The Fund argues on appeal that in Day’s Market, Inc. v. Muir, Utah, 669 P.2d 440 (1983), this Court abandoned the additive analysis of Capitano and our earlier cases and adopted a causal connection requirement, which was applied by the administrative law judge here. This position has been advocated by the Fund for some time, but never received any support from this Court until some unfortunate dictum found its way into our per curiam opinion in Day’s Market. Since then, the Fund has repeatedly paraded that dictum before this Court in an attempt to persuade us to modify earlier inconsistent precedents. This we firmly refuse to do, as our decisions in Chavez v. Industrial Commission, Utah, 709 P.2d 1168 (1985), and Second Injury Fund v. Streator Chevrolet, Utah, 709 P.2d 1176 (1985), make plain. That dictum is now laid to a well-deserved rest.
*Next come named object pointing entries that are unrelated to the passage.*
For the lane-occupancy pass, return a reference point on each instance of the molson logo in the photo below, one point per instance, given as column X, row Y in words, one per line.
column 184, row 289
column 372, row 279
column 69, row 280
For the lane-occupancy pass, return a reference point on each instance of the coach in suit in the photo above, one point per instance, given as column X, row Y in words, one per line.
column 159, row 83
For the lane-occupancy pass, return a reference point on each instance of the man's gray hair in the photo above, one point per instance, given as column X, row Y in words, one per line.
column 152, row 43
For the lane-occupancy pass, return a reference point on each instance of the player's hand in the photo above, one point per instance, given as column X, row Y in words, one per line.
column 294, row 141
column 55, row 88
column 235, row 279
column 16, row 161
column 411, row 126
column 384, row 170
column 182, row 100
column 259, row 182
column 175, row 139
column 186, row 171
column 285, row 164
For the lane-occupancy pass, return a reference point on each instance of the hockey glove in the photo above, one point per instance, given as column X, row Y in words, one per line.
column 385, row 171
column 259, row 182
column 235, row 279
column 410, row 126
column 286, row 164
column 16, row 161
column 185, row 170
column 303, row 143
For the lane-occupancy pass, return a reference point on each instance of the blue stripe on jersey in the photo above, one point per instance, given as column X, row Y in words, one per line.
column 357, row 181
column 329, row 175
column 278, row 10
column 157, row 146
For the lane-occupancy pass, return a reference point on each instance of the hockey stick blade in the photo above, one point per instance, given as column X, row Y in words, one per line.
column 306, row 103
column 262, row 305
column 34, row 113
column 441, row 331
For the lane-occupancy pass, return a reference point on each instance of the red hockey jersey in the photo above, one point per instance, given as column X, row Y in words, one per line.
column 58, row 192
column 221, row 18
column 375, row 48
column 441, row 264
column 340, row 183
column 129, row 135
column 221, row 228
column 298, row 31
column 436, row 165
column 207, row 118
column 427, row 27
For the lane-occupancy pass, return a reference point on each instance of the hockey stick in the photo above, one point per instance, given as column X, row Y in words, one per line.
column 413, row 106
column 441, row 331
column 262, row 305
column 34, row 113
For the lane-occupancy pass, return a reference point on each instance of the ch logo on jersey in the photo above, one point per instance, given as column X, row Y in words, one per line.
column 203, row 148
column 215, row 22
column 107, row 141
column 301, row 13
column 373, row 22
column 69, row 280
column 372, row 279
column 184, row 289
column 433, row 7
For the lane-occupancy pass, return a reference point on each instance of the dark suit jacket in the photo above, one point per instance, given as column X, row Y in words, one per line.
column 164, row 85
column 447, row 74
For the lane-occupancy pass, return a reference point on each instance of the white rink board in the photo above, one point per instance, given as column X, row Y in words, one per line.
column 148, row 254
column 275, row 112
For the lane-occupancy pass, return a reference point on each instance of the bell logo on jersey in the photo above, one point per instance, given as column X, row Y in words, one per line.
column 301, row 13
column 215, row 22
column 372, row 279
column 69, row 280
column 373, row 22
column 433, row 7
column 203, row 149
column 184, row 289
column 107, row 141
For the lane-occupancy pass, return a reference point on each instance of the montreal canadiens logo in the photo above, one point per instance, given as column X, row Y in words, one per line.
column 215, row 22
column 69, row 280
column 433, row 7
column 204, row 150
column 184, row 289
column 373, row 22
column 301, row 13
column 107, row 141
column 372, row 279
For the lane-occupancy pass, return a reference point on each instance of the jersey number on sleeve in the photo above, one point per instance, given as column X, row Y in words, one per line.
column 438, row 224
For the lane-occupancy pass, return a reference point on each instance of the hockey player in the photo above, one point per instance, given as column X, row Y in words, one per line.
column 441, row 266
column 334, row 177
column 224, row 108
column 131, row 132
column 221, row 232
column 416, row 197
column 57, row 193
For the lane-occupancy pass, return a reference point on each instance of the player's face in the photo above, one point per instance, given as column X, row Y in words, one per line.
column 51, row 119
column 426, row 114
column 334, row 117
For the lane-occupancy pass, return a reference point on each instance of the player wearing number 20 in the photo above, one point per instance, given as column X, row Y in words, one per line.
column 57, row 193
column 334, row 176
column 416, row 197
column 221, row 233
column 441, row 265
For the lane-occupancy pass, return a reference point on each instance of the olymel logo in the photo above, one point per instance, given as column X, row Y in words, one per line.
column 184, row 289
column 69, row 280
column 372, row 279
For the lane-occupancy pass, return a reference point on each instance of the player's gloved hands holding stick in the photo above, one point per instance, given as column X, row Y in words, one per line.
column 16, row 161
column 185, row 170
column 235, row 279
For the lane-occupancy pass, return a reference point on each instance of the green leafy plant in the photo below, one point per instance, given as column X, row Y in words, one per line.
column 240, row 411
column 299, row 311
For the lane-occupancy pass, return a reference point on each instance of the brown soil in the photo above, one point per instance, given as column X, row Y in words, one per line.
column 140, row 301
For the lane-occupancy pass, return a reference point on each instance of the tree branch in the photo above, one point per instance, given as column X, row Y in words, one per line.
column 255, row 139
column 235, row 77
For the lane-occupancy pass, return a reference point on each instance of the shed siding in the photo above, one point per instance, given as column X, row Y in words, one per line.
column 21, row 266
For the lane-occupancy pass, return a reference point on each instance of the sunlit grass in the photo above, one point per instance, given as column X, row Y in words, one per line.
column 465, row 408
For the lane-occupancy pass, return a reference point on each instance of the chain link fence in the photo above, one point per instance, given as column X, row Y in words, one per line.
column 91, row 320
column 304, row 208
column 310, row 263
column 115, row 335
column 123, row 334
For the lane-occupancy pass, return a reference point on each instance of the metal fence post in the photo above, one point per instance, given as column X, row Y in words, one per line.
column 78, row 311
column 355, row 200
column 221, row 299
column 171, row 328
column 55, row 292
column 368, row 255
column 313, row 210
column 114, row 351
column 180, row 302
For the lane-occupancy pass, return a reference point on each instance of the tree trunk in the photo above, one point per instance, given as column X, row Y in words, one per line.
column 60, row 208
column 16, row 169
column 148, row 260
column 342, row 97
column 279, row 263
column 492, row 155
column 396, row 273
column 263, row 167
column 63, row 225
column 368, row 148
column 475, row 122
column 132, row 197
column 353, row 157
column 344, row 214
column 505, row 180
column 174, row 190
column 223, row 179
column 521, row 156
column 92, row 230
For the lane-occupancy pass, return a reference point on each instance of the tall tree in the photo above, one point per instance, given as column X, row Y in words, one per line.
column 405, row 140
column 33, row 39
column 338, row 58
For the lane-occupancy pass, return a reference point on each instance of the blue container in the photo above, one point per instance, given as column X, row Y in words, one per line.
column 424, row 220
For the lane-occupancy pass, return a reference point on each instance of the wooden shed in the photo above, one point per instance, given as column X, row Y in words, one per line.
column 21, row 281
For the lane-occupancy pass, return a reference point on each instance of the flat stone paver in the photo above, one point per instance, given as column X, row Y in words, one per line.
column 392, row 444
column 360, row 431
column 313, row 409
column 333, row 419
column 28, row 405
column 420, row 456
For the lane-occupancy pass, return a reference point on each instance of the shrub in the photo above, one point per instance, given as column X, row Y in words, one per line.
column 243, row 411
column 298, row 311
*174The decision of the Commission is reversed and the case remanded for an award of reimbursement.

HALL, C.J., and STEWART, HOWE and DURHAM, JJ., concur.

. In American Coal Co. v. Sandstrom, Utah, 689 P.2d 1 (1984), this Court concluded that the legislature’s attempt to change the result in Cap-itano had been imperfectly executed. Notwithstanding American Coal, the result in Capitano is no less debatable now than it was in 1977.